After the failed first special session lawmakers are looking to make sure the second on isn’t a failure as well. Here’s a proposal made by Senator Clyde Chambliss this afternoon.

Today, State Senator Clyde Chambliss (R-Prattville) unveiled a comprehensive state budget proposal that will avoid a cut budget for Fiscal Year 2016. Senator Chambliss’ plan also includes long-term, structural reforms to Alabama’s budgeting system that will help stabilize state finances and spur economic growth.

“This plan accomplishes two important goals. It will achieve long-term financial stability for the state of Alabama and solve the budget crisis we face this year,” Chambliss said. “Financial stability will lead to more jobs. Alabama’s GDP growth has lagged behind the national average partly because companies are hesitant to locate to a state where there is a budget crisis every single year.”

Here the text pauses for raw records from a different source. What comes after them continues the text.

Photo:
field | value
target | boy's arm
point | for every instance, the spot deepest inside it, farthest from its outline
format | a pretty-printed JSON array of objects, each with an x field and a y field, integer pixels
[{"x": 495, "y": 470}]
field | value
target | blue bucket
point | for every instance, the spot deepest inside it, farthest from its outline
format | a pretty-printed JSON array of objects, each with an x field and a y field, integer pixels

Senator Chambliss proposes solving the immediate problem of the FY2016 budget shortfall by moving the entire use tax from the Education Trust Fund to the State General Fund, which would mean an additional $225 million for the SGF budget. It also includes a permanent removal of the sales tax on certain groceries – raw meat, fruit, and vegetables – saving consumers $70 million annually.

To backfill the revenue lost to the ETF, his plan includes new revenue of $226 million to the ETF in the form of taxes on cigarettes, soft drinks, and a change to the business privilege tax. The cigarette and soft drink taxes will immediately sunset after three years to give legislators time to accomplish structural budget reform.

Alabama’s chronic fiscal challenges can be solved by Chambliss’ long-term, four-step plan to modernize the budgeting process:

  • Isolate the budgets in the legislative process by splitting the annual legislative session into two, 60 calendar-day sessions. The first session will be for the budgets only.
  • Study and evaluate the spending ineach government department in detail by breaking the SGF budget into parts that fit the existing committee structure. Each committee would be responsible for specific departments and would make a detailed recommendation of necessary funding levels for each department every year.
  • Transfer the use tax to the SGF budget in FY16 so the SGF has a growth tax. Starting with FY19, each year one-third of the use tax’s obligations currently in the ETF would move to the SGF until all obligations have been transferred.
  • Combine revenues beginning with FY17 by splitting only the growth between the two budgets, with 78% going to the ETF and 22% to the SGF, which is the historical split between the budgets over the past 15 years.

“It is imperative that we modernize our antiquated budgeting system, and requiring legislators to deal first with the budgets means we won’t tiptoe up to the fiscal cliff every year,” remarked Chambliss.

“Providing growth taxes to the General Fund will solve its chronic shortfalls, and revamping our appropriations process will put every state agency under the microscope,” said Chambliss. “If an agency can’t justify every single expense request, there will be cuts in that department to make government more efficient and save taxpayer dollars.”